Links for September 12th

  • Wikipedia: Avondale Mine Disaster
    One hundred and ten workers died in this Pennsylvania mine fire in 1869. The mine owner wouldn't allow but one tunnel to be constructed, so when the fire started, anybody below that point in the mine was trapped and suffocated. The result was that the Pennsylvania General Assembly created the nation's first safety standards for coal mining.
  • Benjamin J. Balter: Analysis of Federal Executive .Govs
    This grad student had the clever idea to take the OMB's list of all federal domain names and inventory them automatically. He cataloged whether the domain works, if it's running a web server, if they use a CDN, what CMS they use, and a few other bits of information. Interestingly, 29% of domains don't respond, only nine support IPv6, 13 are cloud-based, and Drupal is the most common CMS. Great stuff.
  • Wikipedia: Tsar Bomba
    The most powerful explosion ever created by man was "Tsar Bomba," the hydrogen bomb tested in the Novaya Zemlya archipelago, in the Arctic Sea, north of Russia. The Soviet Union created this 100 megaton bomb, but realized that it would be so powerful as to be completely impractical, and cut it down to 50 megatons.
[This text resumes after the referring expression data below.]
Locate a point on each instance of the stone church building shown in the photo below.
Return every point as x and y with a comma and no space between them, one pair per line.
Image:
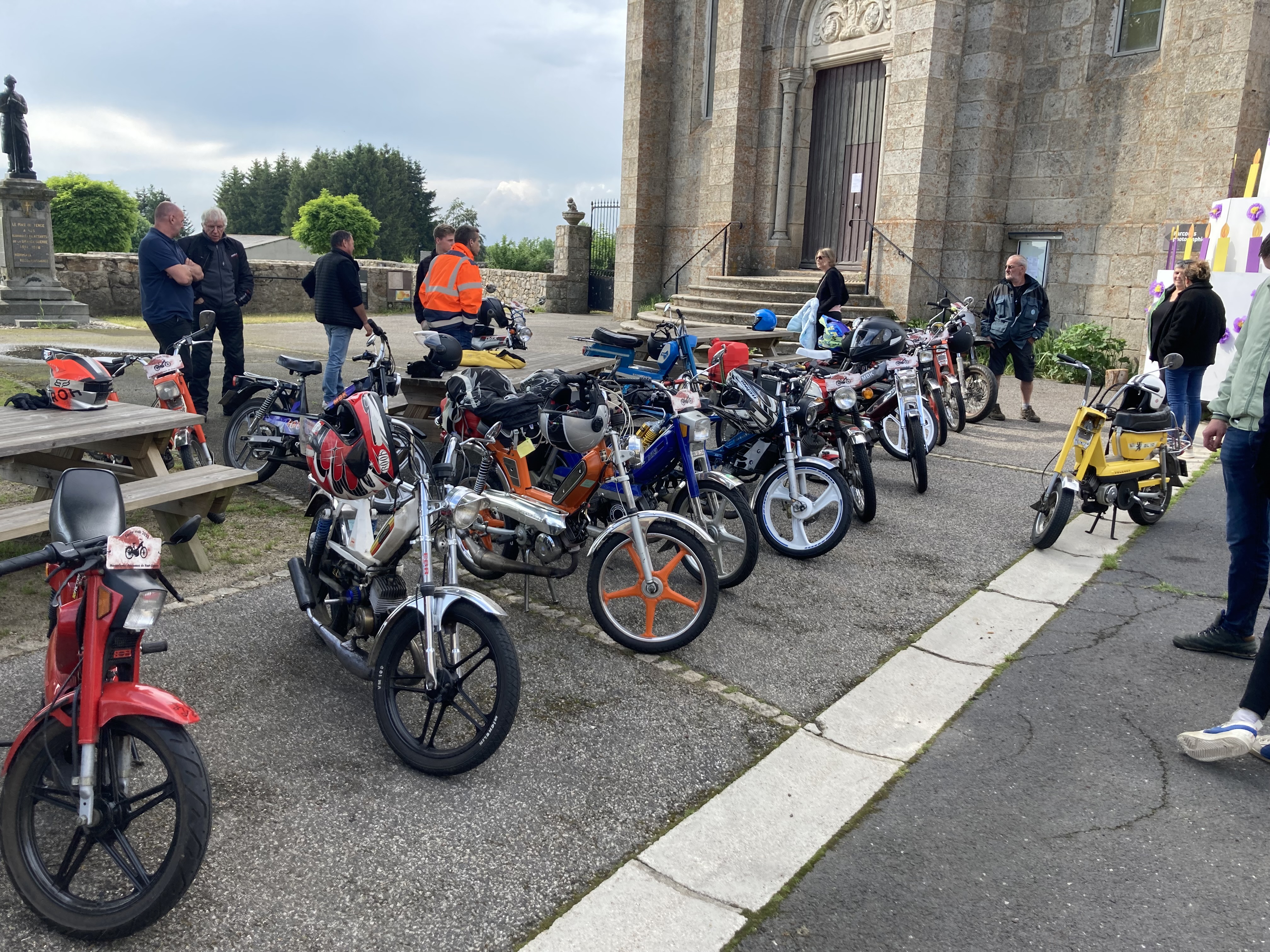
1074,131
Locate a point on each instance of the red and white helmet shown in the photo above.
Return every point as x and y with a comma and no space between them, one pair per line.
352,457
77,382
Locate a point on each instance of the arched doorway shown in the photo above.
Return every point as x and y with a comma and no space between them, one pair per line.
846,151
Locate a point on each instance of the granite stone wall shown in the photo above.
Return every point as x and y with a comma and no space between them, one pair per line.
1001,116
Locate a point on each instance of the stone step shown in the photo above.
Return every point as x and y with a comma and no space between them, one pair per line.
747,318
776,300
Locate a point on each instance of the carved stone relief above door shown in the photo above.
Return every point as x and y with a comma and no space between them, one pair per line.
846,30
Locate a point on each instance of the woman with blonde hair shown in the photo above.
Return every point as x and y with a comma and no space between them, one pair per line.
1194,327
832,292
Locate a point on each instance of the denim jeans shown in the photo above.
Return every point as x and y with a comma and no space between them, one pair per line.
337,349
1183,389
1248,532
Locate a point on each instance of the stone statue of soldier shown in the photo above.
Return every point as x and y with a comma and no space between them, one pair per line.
16,140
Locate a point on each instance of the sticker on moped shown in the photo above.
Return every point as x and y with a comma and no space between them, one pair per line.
133,549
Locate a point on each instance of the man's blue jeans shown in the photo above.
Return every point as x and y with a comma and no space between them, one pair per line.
337,348
1248,532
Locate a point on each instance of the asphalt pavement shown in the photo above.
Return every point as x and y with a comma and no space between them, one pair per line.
1057,812
323,840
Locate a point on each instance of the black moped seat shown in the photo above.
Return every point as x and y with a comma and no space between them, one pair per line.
87,504
1145,423
613,338
303,367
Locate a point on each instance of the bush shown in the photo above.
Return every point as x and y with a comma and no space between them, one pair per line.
92,216
524,256
1089,343
323,216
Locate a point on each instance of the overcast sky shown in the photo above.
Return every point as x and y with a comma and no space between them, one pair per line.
513,106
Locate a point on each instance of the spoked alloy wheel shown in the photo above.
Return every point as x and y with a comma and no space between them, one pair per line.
152,824
239,452
666,614
732,525
455,724
1052,518
978,390
895,433
808,520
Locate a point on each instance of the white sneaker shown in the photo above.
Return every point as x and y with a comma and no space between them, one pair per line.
1230,739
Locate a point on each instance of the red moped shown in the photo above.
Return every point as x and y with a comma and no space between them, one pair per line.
106,808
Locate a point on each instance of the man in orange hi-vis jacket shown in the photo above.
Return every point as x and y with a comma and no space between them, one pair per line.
451,292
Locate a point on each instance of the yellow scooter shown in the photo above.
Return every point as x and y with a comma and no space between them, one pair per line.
1137,468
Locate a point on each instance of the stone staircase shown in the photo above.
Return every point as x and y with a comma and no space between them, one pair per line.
733,299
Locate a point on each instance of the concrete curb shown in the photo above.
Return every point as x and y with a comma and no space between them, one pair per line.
743,846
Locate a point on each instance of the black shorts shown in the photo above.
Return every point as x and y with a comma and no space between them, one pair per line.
1024,361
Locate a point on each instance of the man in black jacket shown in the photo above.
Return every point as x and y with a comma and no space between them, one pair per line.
226,287
336,287
444,239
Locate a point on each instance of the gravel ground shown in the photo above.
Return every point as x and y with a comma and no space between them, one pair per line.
318,827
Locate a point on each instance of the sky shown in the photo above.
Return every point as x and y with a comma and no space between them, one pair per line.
512,106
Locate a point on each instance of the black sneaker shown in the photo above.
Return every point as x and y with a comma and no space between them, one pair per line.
1218,642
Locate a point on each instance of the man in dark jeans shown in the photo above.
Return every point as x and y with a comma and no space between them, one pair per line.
1015,316
225,289
1239,428
336,287
444,239
167,277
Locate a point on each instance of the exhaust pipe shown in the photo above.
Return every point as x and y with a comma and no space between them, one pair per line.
489,562
348,655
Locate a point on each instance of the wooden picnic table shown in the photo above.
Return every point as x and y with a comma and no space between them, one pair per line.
36,446
765,341
423,395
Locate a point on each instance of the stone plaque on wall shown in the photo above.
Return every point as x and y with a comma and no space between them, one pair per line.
30,247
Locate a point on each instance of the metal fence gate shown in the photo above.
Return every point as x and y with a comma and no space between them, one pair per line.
604,256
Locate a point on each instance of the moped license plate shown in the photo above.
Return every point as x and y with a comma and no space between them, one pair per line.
684,400
162,365
134,549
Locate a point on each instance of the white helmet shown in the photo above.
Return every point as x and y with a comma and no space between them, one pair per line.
1153,393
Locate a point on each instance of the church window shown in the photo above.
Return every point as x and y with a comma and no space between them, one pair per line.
712,41
1138,26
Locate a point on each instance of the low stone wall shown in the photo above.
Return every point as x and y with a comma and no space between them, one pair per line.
107,282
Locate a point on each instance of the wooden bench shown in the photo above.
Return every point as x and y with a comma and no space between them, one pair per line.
174,498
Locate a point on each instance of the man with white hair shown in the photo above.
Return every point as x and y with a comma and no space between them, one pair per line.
226,287
1015,316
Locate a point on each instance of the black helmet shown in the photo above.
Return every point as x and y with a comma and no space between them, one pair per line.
492,313
877,339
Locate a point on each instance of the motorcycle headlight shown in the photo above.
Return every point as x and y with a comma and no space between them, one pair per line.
464,507
168,390
145,610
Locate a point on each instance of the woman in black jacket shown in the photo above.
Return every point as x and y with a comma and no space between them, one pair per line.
1193,329
832,292
1159,320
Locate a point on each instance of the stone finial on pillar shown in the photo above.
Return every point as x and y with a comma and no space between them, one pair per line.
572,215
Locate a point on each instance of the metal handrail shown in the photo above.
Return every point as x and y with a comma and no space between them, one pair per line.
722,231
902,253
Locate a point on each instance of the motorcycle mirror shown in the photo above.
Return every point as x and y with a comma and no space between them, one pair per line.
186,532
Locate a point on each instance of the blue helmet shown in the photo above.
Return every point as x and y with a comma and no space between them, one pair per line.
765,319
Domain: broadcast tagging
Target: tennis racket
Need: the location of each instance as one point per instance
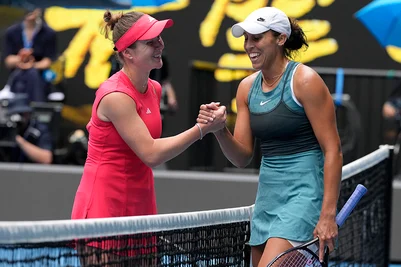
(304, 255)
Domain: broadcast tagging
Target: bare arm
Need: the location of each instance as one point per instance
(12, 61)
(238, 149)
(34, 153)
(120, 109)
(315, 97)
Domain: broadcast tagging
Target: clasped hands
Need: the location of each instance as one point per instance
(212, 117)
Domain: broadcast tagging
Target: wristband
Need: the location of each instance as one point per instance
(200, 131)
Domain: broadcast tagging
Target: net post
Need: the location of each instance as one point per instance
(389, 200)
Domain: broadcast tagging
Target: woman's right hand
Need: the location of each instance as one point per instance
(212, 117)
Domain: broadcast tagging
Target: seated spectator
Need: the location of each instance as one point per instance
(33, 139)
(28, 51)
(391, 112)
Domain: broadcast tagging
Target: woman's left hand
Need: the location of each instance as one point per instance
(327, 231)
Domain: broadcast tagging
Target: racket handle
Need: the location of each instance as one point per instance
(350, 204)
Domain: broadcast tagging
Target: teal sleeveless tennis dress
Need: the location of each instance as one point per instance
(290, 190)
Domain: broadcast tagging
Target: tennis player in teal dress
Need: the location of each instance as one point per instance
(287, 106)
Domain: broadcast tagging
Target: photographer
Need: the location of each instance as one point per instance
(28, 51)
(33, 139)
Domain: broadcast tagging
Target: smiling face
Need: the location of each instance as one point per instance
(147, 53)
(262, 49)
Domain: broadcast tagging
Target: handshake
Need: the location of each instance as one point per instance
(212, 117)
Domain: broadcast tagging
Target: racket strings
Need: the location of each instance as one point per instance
(298, 257)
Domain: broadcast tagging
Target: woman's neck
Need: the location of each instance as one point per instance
(140, 82)
(275, 69)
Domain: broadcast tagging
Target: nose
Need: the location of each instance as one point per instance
(160, 42)
(248, 45)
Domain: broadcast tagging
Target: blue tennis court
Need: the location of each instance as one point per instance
(202, 238)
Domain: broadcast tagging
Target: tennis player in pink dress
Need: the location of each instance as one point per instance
(125, 128)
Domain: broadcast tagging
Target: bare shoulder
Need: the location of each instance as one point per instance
(116, 104)
(246, 83)
(307, 80)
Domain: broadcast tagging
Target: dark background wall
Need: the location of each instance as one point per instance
(357, 48)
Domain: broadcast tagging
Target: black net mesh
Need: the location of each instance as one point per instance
(210, 238)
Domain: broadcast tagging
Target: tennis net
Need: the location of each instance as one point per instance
(205, 238)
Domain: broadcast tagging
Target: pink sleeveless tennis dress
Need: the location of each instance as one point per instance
(115, 182)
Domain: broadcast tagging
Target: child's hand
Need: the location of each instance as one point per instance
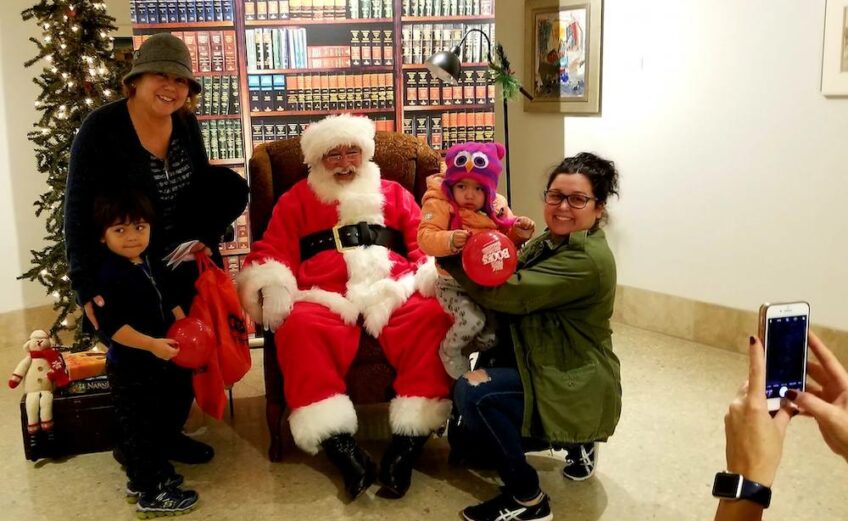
(458, 239)
(164, 348)
(524, 227)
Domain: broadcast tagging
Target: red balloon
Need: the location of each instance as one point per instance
(489, 258)
(196, 342)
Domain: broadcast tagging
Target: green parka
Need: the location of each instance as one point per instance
(557, 307)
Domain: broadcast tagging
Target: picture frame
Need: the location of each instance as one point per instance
(563, 41)
(834, 81)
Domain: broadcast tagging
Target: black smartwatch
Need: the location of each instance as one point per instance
(735, 486)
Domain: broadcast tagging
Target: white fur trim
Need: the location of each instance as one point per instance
(256, 276)
(314, 423)
(417, 416)
(333, 131)
(425, 278)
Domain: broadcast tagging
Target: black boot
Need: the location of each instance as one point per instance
(357, 469)
(396, 467)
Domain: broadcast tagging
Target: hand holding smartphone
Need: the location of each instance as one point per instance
(783, 329)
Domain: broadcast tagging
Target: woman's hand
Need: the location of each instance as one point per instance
(826, 399)
(88, 307)
(458, 238)
(201, 247)
(164, 348)
(524, 227)
(754, 438)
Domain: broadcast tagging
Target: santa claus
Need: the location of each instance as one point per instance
(340, 250)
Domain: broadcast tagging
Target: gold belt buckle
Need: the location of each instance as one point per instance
(337, 239)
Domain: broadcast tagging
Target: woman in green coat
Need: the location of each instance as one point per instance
(553, 377)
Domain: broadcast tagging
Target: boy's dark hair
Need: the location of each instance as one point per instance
(124, 205)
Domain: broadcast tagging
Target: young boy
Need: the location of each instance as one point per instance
(134, 319)
(462, 201)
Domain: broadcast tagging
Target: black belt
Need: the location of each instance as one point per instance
(341, 238)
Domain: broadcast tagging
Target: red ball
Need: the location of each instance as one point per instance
(489, 258)
(196, 342)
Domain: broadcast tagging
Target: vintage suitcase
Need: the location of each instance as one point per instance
(83, 423)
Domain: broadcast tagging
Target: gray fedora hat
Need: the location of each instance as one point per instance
(164, 53)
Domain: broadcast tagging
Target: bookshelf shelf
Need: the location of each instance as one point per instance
(311, 70)
(227, 162)
(445, 19)
(442, 108)
(319, 112)
(218, 116)
(317, 21)
(421, 66)
(185, 25)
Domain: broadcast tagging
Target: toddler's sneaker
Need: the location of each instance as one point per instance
(166, 502)
(580, 462)
(504, 507)
(133, 492)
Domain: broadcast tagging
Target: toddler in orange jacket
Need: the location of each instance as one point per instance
(457, 204)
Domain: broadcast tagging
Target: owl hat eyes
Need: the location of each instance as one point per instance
(480, 162)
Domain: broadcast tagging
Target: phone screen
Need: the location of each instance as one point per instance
(786, 341)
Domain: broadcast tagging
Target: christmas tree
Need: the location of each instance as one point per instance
(79, 74)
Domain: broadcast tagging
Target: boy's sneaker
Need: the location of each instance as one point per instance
(166, 502)
(505, 508)
(580, 462)
(133, 492)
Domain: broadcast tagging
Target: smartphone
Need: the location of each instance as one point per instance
(783, 330)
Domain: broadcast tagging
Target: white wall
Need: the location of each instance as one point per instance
(734, 167)
(20, 182)
(535, 140)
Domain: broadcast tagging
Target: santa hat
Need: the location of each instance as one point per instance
(333, 131)
(480, 162)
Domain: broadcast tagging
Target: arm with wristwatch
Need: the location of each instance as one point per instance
(755, 437)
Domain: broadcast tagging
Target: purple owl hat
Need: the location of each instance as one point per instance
(482, 163)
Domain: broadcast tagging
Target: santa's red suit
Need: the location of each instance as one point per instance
(324, 296)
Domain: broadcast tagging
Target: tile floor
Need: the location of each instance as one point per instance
(658, 466)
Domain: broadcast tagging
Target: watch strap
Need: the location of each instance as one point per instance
(735, 486)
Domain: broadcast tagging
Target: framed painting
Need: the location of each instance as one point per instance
(563, 60)
(835, 49)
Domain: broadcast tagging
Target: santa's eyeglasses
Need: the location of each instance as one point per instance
(351, 155)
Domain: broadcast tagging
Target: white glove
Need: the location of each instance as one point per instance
(276, 305)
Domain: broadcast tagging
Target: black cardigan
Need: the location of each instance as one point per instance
(105, 151)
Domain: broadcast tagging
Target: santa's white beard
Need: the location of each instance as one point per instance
(364, 182)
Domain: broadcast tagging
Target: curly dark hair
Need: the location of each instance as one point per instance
(122, 205)
(602, 175)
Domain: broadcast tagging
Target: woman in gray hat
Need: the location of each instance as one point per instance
(150, 141)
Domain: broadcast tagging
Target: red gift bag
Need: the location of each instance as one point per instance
(217, 304)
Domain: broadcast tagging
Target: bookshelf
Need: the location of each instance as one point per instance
(271, 67)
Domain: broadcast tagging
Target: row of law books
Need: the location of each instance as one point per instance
(320, 91)
(420, 41)
(233, 264)
(444, 130)
(371, 47)
(268, 129)
(474, 88)
(317, 9)
(180, 11)
(448, 8)
(211, 51)
(276, 48)
(220, 96)
(223, 138)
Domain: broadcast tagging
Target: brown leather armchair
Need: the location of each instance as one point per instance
(274, 168)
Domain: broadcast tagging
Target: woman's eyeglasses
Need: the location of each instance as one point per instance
(350, 155)
(576, 201)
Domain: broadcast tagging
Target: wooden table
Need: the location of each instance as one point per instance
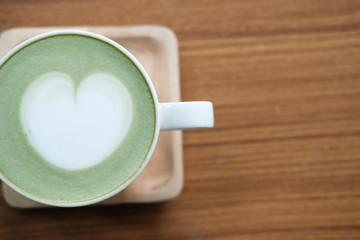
(283, 161)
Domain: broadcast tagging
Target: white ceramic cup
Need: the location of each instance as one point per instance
(169, 116)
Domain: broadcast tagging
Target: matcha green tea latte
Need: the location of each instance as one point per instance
(77, 119)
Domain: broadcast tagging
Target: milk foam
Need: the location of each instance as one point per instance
(76, 127)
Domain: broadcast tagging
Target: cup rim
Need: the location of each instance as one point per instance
(156, 105)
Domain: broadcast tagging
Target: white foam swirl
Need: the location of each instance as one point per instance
(76, 128)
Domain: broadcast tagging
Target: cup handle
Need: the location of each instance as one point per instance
(186, 115)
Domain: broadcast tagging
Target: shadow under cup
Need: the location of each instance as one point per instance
(38, 131)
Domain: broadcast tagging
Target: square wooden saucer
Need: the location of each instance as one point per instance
(157, 50)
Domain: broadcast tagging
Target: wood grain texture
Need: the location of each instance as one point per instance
(283, 161)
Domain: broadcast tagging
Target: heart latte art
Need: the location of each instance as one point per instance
(77, 119)
(76, 127)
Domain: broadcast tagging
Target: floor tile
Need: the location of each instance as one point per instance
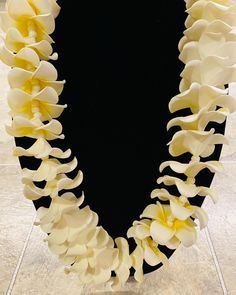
(191, 271)
(16, 218)
(222, 223)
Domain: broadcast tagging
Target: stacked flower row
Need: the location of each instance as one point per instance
(207, 49)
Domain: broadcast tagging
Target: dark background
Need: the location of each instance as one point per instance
(121, 65)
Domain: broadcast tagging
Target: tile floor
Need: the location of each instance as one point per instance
(27, 267)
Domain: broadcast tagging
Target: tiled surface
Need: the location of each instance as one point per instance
(27, 267)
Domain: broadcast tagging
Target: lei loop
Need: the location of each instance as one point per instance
(208, 50)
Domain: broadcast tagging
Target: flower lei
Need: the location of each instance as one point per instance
(208, 50)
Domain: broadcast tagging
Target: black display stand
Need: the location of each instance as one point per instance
(121, 74)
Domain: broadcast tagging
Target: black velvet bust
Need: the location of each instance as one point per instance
(121, 75)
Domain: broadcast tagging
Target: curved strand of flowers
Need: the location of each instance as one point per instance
(208, 51)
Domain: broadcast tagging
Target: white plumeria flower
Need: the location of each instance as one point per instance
(141, 232)
(15, 42)
(48, 170)
(43, 104)
(198, 121)
(199, 96)
(212, 70)
(192, 168)
(52, 188)
(41, 149)
(48, 216)
(33, 82)
(188, 190)
(198, 143)
(167, 230)
(29, 16)
(180, 207)
(35, 128)
(211, 10)
(26, 58)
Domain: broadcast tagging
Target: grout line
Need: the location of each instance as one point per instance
(9, 164)
(217, 265)
(228, 162)
(11, 285)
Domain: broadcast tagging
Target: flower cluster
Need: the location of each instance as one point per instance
(208, 50)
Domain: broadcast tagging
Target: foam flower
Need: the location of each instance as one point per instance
(15, 42)
(200, 120)
(26, 58)
(49, 216)
(211, 10)
(180, 207)
(33, 82)
(141, 232)
(43, 104)
(31, 17)
(96, 265)
(35, 128)
(212, 70)
(165, 229)
(192, 168)
(52, 188)
(48, 170)
(41, 149)
(198, 143)
(203, 96)
(188, 190)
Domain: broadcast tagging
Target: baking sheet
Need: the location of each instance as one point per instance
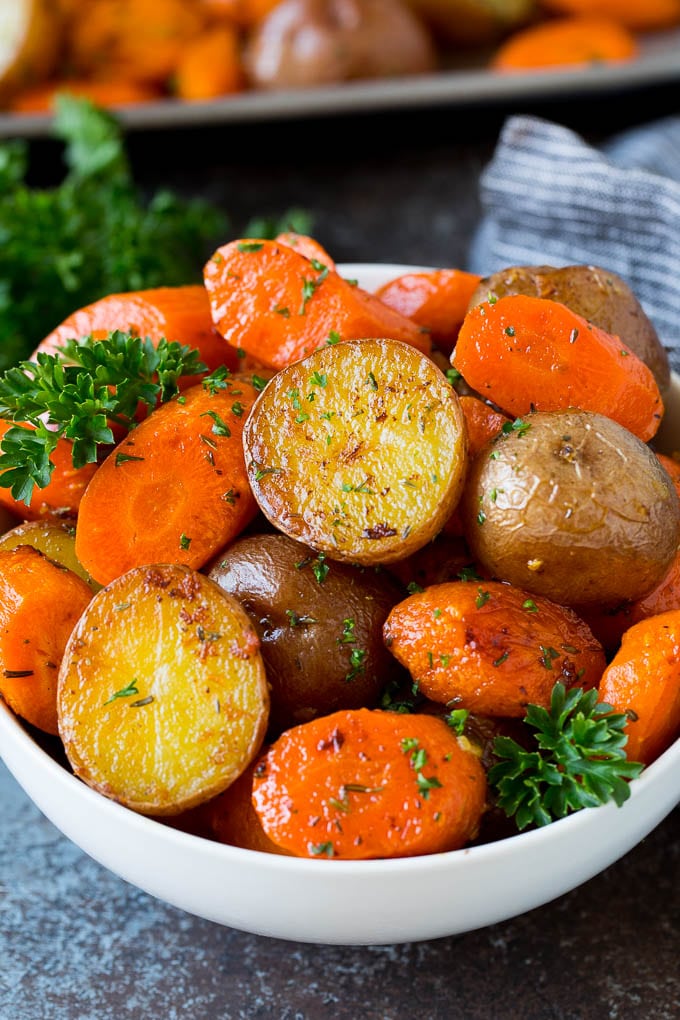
(659, 63)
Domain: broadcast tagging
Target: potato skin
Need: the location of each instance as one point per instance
(303, 43)
(573, 507)
(596, 294)
(319, 624)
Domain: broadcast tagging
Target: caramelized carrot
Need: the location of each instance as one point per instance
(481, 421)
(527, 353)
(245, 13)
(643, 680)
(579, 41)
(367, 783)
(307, 246)
(673, 468)
(490, 648)
(276, 305)
(210, 65)
(436, 300)
(230, 817)
(61, 497)
(174, 491)
(135, 40)
(177, 313)
(646, 16)
(40, 603)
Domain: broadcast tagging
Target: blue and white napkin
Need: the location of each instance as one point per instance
(547, 197)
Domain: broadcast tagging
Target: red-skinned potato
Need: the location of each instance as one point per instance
(319, 624)
(572, 506)
(598, 295)
(305, 43)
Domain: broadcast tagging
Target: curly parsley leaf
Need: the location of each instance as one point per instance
(580, 761)
(76, 394)
(93, 235)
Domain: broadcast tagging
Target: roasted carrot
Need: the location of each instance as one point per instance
(103, 92)
(276, 305)
(527, 353)
(245, 13)
(639, 16)
(368, 783)
(490, 648)
(436, 300)
(178, 313)
(40, 603)
(482, 421)
(230, 817)
(307, 246)
(210, 65)
(61, 497)
(578, 41)
(643, 680)
(673, 468)
(135, 40)
(174, 491)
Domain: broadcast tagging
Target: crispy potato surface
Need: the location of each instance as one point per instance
(572, 506)
(162, 695)
(358, 450)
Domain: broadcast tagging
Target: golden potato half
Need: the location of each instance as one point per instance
(29, 43)
(162, 696)
(358, 450)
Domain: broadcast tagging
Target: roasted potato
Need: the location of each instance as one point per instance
(473, 22)
(162, 698)
(358, 450)
(596, 294)
(319, 623)
(56, 540)
(572, 506)
(30, 41)
(303, 43)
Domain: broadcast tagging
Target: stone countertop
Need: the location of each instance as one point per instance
(79, 944)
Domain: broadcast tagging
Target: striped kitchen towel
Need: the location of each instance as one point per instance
(547, 197)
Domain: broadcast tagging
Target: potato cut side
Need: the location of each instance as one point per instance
(358, 450)
(162, 697)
The 1961 explosion was ten times more powerful than all explosives used in the whole of WWII. The heat would have caused third-degree burns in somebody 60 miles away from ground zero, and caused damage 600 miles away.

Links for July 6th

  • The Register: Google dumps all 11+ million .co.cc sites from its results
    Good. .co.cc sites are almost uniformly worthless—a hive of malware sites and search engine spam.
  • Andrew Sullivan: Boehner’s Economic Terrorism
    "For the GOP to use the debt ceiling to put a gun to the head of the US and global economy until they get only massive spending cuts and no revenue enhancement is therefore the clearest sign yet of their abandonment of the last shreds of a conservative disposition. A conservative does not risk the entire economic system to score an ideological victory. That is what a fanatic does."
  • Salon.com: The final nail in the supply side coffin
    For the twelve people who still believe in trickle-down economics, the current economic climate is the final proof of its failure. We've got low taxes, record corporate profits, businesses are sitting on huge piles of cash…but ain't nothin' trickling down.
  • DosMan Drivel
    MS-DOS creator Tim Paterson maintains this blog, in which he recounts his work developing operating systems in the late 1970s and early 1980s. Of particular interest to me is how hardware and code were co-optimized to read from and write to floppy discs in the most efficient manner. The work at that point was incredibly low-level in a way that must have been very satisfying to develop.
  • Slate: How the voters of 2004 are blocking same-sex marriage in 2011.
    This is something that I've complained about here in Virginia—that by using a constitutional amendment to prohibit gay marriage, we have bound ourselves to the wishes of our past selves. There can be no doubt that gay marriage will be legalized in Virginia, but it's going to require a lot of work to get done.